159 Ga. App. 342 (1981)
283 S.E.2d 319

BANKSTON
v.
THE STATE.

61837.

Court of Appeals of Georgia.

Decided July 2, 1981.
Rehearing Denied July 20, 1981.

Ken Gordon, Casper Rich, R. Hopkins Kidd, for appellant.

Arthur E. Mallory III, District Attorney, for appellee.

SHULMAN, Presiding Judge.

Appellant was convicted of the burglary of an airplane in which a distance measuring equipment radio (hereinafter "DME radio") was taken. By means of the serial number found on the equipment, a co-owner of the burglarized plane identified as his property a DME radio recovered by law enforcement officers from a dealer in aircraft radios. The co-owner further stated that he had not authorized anyone to remove the DME radio from the plane. The dealer from whom the radio was recovered testified that he had purchased the radio from appellant. Appellant, who had a business which dealt in used airplane parts, testified that he had received the DME radio through the mail from an aircraft salvage company in Florida with whom he had previously done business. He stated that, unaware of the stolen nature of the radio, he had sold it to the dealer from whom it had been recovered.

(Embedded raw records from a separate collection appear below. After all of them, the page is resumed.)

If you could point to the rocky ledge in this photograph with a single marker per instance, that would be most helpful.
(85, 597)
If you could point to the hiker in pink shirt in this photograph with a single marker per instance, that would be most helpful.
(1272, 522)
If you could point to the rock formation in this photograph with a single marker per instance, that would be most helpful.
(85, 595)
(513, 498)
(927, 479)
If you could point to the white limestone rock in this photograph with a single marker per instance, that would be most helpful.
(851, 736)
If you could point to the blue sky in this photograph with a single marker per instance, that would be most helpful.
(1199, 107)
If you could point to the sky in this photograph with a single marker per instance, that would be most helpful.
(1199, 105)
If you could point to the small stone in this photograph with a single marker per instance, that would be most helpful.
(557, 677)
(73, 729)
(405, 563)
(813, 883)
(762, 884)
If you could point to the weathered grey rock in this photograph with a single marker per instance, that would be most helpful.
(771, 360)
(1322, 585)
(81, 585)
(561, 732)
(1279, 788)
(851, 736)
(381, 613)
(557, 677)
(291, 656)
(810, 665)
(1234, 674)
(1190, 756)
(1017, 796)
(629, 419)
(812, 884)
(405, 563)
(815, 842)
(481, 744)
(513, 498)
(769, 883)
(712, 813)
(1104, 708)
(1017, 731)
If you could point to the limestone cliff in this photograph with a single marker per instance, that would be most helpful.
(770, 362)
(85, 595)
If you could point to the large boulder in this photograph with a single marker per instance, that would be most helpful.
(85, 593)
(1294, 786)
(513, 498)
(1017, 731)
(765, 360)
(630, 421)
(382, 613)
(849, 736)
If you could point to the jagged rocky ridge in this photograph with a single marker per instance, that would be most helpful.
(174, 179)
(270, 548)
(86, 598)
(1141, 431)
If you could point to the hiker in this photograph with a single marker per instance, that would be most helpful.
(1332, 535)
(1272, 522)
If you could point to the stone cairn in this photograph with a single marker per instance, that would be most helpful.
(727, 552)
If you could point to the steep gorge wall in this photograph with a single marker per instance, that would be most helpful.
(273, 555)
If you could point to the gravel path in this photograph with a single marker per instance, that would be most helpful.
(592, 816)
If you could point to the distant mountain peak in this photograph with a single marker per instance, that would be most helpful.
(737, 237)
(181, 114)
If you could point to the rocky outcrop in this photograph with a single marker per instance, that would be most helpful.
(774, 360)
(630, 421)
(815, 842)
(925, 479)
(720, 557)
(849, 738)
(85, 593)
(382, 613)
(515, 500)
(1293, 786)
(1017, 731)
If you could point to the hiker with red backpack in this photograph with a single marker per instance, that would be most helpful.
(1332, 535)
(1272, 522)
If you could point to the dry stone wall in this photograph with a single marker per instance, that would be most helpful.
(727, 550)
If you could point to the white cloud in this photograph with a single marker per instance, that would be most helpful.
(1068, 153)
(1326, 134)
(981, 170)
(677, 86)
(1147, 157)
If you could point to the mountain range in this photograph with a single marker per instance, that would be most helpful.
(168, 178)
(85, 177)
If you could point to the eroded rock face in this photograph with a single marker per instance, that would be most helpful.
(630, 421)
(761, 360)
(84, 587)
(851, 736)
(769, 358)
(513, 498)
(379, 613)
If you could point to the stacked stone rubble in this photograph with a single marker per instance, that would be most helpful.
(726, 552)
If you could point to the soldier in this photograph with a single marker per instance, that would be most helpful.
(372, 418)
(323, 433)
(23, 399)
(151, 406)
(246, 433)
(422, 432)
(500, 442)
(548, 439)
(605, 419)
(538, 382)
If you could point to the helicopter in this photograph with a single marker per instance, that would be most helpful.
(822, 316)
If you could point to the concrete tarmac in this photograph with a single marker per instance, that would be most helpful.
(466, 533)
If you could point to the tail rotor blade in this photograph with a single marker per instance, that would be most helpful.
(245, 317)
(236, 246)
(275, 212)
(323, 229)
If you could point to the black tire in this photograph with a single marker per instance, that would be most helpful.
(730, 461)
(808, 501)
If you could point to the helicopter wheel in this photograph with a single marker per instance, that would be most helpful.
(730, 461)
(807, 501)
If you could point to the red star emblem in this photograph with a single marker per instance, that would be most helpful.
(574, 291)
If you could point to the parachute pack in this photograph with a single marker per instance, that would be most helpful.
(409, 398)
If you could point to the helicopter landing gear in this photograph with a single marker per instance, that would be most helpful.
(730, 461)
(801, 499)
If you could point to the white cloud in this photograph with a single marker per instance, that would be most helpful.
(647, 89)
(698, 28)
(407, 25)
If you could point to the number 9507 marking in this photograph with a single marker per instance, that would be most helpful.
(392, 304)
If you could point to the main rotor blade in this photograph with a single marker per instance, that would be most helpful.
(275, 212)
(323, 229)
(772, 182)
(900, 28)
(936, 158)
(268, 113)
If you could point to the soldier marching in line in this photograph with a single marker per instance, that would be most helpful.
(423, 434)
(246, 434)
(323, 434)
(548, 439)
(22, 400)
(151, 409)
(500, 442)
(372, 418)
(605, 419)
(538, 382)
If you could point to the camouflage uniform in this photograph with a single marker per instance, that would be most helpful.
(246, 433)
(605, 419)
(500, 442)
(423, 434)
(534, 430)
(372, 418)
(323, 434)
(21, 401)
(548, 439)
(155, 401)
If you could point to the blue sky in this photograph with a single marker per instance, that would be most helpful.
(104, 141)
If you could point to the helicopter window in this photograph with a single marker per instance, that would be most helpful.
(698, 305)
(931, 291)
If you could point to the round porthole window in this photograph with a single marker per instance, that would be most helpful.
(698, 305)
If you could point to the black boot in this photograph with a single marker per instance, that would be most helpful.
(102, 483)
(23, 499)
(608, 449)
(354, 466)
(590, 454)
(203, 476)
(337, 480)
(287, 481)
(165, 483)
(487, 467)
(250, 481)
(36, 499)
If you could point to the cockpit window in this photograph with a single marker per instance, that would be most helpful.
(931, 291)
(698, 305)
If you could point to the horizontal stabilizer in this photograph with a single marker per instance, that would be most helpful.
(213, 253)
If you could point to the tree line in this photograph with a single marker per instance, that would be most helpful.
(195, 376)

1. Appellant contends that the trial court erred when it allowed the state to introduce evidence of separate transactions which allegedly placed appellant's character into evidence. The evidence consisted of testimony by the man to whom appellant had sold the DME radio that he had done business with appellant for over four years, and appellant's admission that he had previously transacted business with both the man from whom he had purchased the radio and the man to whom he had sold it.

The general rule is that evidence of other criminal acts of the defendant is inadmissible because it tends to place the defendant's character into evidence. State v. Johnson, 246 Ga. 654 (1) (272 SE2d 321); Bacon v. State, 209 Ga. 261 (71 SE2d 615). Since the evidence of which appellant complains did not concern other criminal acts *343 allegedly done by appellant, no error resulted from the admission of the evidence.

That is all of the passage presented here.